Estupro de vulnerável – embriaguez completa não comprovada – casal separado sob o mesmo teto – absolvição

Direito Tributário

Financiamento de veículo – fraude de terceiro – responsabilidade tributária do credor fiduciário – “pecunia non olet

Direito Administrativo

Verba remuneratória paga a servidor público preso – inocorrência de efetiva atividade laboral – dever de ressarcimento ao Poder Público

O pagamento de remuneração a servidor público encarcerado é indevido, haja vista a incompatibilidade entre o exercício das atividades laborativas e o cumprimento da sanção penal, motivo pelo qual cabe ressarcimento ao erário dos valores recebidos ilegalmente, sob pena de enriquecimento sem causa em detrimento da coletividade. Um ex-servidor do Distrito Federal interpôs apelação contra sentença que determinou o ressarcimento de R$ 3.122,88 recebidos indevidamente dos cofres públicos, acrescidos de juros e atualização monetária. O apelante defendeu o não cabimento da devolução, pois tal montante já estaria incluído em acordo regular de parcelamento de débito feito com o ente federativo em data anterior. Ao apreciar o recurso, a Turma afirmou que, muito embora não seja obrigatória a devolução de verba alimentar percebida de boa-fé por servidor público em razão de equívoco da Administração, no caso específico dos autos, inexistia circunstância para justificar tal remuneração, pois o apelante estava recluso no período em que recebera o dinheiro. Esclareceu que, nos termos do artigo 66 da Lei Complementar 840/2011, a retribuição pecuniária somente é devida se existir a contrapartida da prestação do serviço público, ausente quando o titular do cargo cumpre pena de prisão.

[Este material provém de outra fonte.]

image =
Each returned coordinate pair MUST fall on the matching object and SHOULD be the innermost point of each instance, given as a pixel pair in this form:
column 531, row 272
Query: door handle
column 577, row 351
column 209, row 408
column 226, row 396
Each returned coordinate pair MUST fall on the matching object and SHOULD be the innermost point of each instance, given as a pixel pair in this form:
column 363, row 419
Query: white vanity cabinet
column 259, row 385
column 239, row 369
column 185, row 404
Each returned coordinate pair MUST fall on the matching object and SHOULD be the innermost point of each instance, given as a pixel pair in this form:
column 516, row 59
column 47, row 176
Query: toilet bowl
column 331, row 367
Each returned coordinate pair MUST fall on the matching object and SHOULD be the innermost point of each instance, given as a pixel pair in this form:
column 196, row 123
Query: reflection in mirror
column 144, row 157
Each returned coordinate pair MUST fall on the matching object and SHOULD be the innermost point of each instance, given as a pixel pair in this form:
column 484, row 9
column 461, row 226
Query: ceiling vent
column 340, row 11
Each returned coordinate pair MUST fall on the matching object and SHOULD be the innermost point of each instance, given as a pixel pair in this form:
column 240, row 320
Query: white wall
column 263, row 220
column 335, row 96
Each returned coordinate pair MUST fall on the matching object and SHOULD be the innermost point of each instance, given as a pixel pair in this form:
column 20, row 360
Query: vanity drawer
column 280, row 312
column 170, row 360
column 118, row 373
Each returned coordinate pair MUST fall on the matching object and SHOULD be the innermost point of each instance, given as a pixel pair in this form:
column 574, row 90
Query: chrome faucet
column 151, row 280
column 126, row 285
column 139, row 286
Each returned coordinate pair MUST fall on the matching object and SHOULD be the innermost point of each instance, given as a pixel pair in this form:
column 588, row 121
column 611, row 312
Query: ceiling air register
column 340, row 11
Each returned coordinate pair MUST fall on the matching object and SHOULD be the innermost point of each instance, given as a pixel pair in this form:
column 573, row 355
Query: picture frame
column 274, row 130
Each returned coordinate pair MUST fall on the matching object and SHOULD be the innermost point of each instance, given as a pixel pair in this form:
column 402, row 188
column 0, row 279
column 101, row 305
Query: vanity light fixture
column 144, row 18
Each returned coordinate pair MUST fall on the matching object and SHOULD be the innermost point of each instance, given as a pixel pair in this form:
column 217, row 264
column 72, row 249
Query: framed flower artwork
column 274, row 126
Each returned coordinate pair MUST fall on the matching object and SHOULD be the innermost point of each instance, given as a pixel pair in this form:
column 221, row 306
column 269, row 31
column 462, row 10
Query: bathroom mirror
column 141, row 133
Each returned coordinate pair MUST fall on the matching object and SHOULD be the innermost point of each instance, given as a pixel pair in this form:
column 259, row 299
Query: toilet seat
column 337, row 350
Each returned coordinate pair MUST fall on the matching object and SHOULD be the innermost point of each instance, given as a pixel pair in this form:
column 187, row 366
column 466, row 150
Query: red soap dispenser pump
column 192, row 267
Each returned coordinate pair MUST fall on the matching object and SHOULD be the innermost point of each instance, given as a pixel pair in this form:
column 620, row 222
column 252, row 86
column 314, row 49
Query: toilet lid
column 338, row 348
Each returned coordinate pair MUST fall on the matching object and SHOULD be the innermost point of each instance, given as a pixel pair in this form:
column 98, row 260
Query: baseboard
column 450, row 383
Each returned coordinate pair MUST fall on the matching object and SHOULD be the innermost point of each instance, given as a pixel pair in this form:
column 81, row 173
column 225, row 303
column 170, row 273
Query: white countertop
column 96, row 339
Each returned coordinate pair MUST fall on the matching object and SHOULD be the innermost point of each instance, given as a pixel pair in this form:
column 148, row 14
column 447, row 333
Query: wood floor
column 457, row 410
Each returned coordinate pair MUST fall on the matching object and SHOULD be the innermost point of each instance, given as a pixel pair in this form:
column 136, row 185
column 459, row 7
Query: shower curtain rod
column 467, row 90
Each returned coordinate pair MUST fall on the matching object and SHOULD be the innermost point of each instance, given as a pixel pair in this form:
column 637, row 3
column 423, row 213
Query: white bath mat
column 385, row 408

Do contrário, estaria configurado enriquecimento sem causa em detrimento da coletividade, numa dupla violação normativa: ao Código Civil (artigo 884) e à Lei de Improbidade Administrativa (artigo 9º da Lei 8.249/1992). Os Desembargadores acrescentaram que a documentação juntada aos autos demonstra que a composição de dívida firmada com o GDF incluiu somente parte dos valores que deveriam ser devolvidos pelo apelante, e não a totalidade do passivo, como quis fazer crer. Nesse contexto, assentaram que a situação de encarceramento impõe o afastamento das atividades laborais e suspende o vínculo jurídico com a fonte pagadora, razão pela qual a importância recebida correspondente a esse período deve ser objeto de ressarcimento aos cofres públicos. Assim, o Colegiado negou provimento ao recurso.

Acórdão 1245960, 07051970520198070018, Relatora Desª. GISLENE PINHEIRO, 7ª Turma Cível, data de julgamento: 29/4/2020, publicado no DJe: 12/5/2020.

Direito Ambiental

Instalação de represa em área de proteção ambiental – risco integral – elaboração e execução de plano de recuperação de área degradada (PRAD)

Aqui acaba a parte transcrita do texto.